Forum Moderators: skibum
is this really accurate? I've never heard that before. I just started in AM recently, and I'm making a decent bit (over 100K/year if it stays where it's at), but I haven't filed taxes yet. I figured I'd do it at the end of the year. how often are you supposed to, if not yearly?
also, how extreme can the expenses be? I bought a car recently- I needed it for personal use as well as business. I don't make giant trips or anything, but I do need it from time to time (get to the bank, best buy, etc). can I write something like that off?
Definitely ask an accountant about this, but don't accpet an off-the-cuff answer, such as "you never want to pay the interest and penalties." Instead, he or she should run through a couple of tax scenarios for you under some of your profitability and witholding assumptions.
Very few things in taxes are black and white.
as far as how long ago I started... I started working on a site that at the time I thought was a non-profit deal. it got really popular, tried adsense, eventually started making decent money with that... from there I found some SEO forums/WebmasterWorld and got into more AM stuff and launched some commercial sites. probably about 4 months into things so far (before that I had done work on some sites, but it wasn't with the intention to make money)
Another example: you live at home with mom, who pays for the cable bill, which includes your 3-meg broadband connection ;) from her checking account. She invoices you for that portion, and you write her a check from your business account.
Wouldn't this screw mom and throw up red flags for her. She invoices you? Shouldn't she show income for this so called invoice? What is an alternative solution?
The only way this would be bad for the mom is if she has a business of her own and cannot expense the whole cable bill herself.
Besides, the only red flags are in the form of 1099's you send to your contractors. You don't file one on your mom, I hope.
Same thing happens in our office: one person leases the suite from the building for, say $4k / month. We sublease half of it from them for $2k / month. We're not screwing them, by asking for an invoice and writing a check. While it is cash into their account, it's offset by the cash out to the building.
eh, like I said, I've really been working on the site for more like a year- but the money just started recently. before four months ago, I wasn't earning a cent. (I had no idea how much my traffic was worth and had no advertisers)

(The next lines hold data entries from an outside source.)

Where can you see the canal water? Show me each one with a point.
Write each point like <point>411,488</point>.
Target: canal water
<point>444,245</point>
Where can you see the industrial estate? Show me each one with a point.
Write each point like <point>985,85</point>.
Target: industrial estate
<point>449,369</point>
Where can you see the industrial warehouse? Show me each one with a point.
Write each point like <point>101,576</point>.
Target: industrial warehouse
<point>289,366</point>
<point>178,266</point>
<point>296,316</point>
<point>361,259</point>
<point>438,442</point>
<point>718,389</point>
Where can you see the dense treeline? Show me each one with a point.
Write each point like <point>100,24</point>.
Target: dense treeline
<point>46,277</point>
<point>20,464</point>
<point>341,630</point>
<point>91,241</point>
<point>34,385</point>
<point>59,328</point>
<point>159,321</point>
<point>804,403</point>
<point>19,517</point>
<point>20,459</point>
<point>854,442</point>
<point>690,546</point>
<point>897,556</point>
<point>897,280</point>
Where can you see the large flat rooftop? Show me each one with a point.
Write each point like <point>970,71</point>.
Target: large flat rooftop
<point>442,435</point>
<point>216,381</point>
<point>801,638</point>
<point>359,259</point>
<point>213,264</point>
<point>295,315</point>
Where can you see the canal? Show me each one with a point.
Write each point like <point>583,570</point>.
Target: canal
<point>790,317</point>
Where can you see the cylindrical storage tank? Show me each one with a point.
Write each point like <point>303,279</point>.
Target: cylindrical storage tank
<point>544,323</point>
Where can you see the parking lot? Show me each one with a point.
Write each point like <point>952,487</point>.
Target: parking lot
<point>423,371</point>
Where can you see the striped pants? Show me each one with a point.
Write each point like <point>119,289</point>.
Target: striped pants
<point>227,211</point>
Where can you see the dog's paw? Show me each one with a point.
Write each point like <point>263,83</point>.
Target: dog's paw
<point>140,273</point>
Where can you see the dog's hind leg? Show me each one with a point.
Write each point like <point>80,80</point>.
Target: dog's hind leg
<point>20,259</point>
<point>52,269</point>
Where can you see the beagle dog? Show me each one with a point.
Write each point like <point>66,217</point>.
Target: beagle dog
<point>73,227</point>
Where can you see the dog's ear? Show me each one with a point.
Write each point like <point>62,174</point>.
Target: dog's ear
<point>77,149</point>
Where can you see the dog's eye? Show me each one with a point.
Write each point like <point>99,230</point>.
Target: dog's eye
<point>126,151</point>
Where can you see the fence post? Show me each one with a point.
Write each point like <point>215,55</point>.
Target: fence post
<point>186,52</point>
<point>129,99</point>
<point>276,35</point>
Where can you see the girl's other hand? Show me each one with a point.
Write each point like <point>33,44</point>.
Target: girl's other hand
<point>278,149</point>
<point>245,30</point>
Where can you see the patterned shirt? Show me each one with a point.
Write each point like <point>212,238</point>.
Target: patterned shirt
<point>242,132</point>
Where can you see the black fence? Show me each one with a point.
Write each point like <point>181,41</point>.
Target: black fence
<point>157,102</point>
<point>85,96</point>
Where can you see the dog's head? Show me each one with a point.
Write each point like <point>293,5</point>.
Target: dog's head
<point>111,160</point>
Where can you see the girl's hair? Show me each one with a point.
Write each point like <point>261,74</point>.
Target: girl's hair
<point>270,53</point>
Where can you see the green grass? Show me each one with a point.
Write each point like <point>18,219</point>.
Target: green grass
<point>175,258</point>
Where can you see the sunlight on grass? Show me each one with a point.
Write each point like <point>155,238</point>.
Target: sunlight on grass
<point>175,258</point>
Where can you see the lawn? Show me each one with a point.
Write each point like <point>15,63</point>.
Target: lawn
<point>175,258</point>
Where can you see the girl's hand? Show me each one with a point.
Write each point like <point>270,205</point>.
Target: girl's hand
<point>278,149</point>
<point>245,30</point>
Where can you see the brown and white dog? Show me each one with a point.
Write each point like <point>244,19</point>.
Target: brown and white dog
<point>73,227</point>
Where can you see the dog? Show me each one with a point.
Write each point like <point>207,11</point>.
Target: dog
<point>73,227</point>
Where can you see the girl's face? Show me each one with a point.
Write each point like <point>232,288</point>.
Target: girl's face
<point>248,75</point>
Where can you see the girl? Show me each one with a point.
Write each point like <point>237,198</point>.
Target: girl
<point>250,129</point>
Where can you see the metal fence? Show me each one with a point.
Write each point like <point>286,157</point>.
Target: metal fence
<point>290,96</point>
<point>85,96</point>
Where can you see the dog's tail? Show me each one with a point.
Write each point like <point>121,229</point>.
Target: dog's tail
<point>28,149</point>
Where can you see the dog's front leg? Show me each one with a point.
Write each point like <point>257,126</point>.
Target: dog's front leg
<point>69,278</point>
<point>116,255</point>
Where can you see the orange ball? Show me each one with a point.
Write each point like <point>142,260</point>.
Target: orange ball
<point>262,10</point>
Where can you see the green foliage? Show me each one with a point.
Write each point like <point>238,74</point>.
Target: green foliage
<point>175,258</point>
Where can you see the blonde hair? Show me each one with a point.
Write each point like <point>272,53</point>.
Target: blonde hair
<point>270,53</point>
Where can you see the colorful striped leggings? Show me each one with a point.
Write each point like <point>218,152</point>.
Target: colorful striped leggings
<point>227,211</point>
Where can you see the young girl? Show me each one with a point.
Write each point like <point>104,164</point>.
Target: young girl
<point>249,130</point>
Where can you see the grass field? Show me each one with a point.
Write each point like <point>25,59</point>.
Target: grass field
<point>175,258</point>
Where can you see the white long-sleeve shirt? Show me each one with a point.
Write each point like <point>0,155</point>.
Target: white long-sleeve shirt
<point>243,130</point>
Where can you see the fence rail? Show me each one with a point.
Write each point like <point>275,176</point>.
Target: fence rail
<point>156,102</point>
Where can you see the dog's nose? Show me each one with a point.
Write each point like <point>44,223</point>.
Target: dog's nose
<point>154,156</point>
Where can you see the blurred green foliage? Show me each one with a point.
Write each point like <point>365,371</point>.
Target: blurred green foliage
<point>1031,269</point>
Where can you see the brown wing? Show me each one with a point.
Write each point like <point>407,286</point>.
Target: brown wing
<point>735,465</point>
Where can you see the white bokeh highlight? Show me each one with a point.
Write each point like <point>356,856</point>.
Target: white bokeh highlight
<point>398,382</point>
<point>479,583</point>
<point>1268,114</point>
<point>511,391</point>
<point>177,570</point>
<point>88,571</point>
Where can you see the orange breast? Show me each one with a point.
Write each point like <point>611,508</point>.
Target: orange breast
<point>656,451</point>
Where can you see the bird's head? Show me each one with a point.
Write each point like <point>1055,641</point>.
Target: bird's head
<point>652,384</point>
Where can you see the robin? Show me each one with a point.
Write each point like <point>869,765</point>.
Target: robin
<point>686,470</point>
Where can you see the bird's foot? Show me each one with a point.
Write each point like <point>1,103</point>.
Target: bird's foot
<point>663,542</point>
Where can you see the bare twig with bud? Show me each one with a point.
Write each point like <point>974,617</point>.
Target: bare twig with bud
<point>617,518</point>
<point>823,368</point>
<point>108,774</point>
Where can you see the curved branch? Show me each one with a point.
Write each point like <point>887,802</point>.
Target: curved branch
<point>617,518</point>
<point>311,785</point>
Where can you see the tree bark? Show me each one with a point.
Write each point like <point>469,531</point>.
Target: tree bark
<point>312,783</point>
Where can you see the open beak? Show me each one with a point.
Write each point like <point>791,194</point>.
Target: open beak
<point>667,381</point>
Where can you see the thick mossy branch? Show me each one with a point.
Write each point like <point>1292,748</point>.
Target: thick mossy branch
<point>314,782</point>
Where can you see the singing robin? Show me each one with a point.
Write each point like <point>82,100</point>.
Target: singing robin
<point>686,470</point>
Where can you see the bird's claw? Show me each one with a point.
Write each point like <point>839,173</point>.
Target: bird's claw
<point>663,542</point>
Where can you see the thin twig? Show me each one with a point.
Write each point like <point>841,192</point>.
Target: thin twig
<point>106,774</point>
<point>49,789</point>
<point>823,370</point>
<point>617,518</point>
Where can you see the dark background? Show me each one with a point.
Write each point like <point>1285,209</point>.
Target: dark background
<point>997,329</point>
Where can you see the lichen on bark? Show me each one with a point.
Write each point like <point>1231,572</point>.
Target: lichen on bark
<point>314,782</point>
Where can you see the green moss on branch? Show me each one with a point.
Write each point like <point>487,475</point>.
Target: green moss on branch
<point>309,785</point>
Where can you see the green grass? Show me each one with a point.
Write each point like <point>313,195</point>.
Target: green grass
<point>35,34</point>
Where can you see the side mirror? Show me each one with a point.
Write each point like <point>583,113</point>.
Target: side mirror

I've got one "flagship" site (100,000+ pageviews a day), then a bunch of smaller ones... probably about 15 or so total, 5 of which are fairly well developed
I've still got a lot to learn, and I'm trying really hard to diversify and not rely on my flagship one. It's working, but I'm not doing nearly as well elsewhere ;)
I've got one "flagship" site (100,000+ pageviews a day), then a bunch of smaller ones... probably about 15 or so total, 5 of which are fairly well developedI've still got a lot to learn, and I'm trying really hard to diversify and not rely on my flagship one. It's working, but I'm not doing nearly as well elsewhere ;)
Cool, what would be the percent of profits for the flagship vs the other sites? 90-10?60-40? and are these other sites in the same industry as the flagship one?
Just trying to paint a better picture :) not that it will help me much in mine.
I got very lucky with the site. the EPC increased about 5 to 7 times over since I first started, and it's stayed high.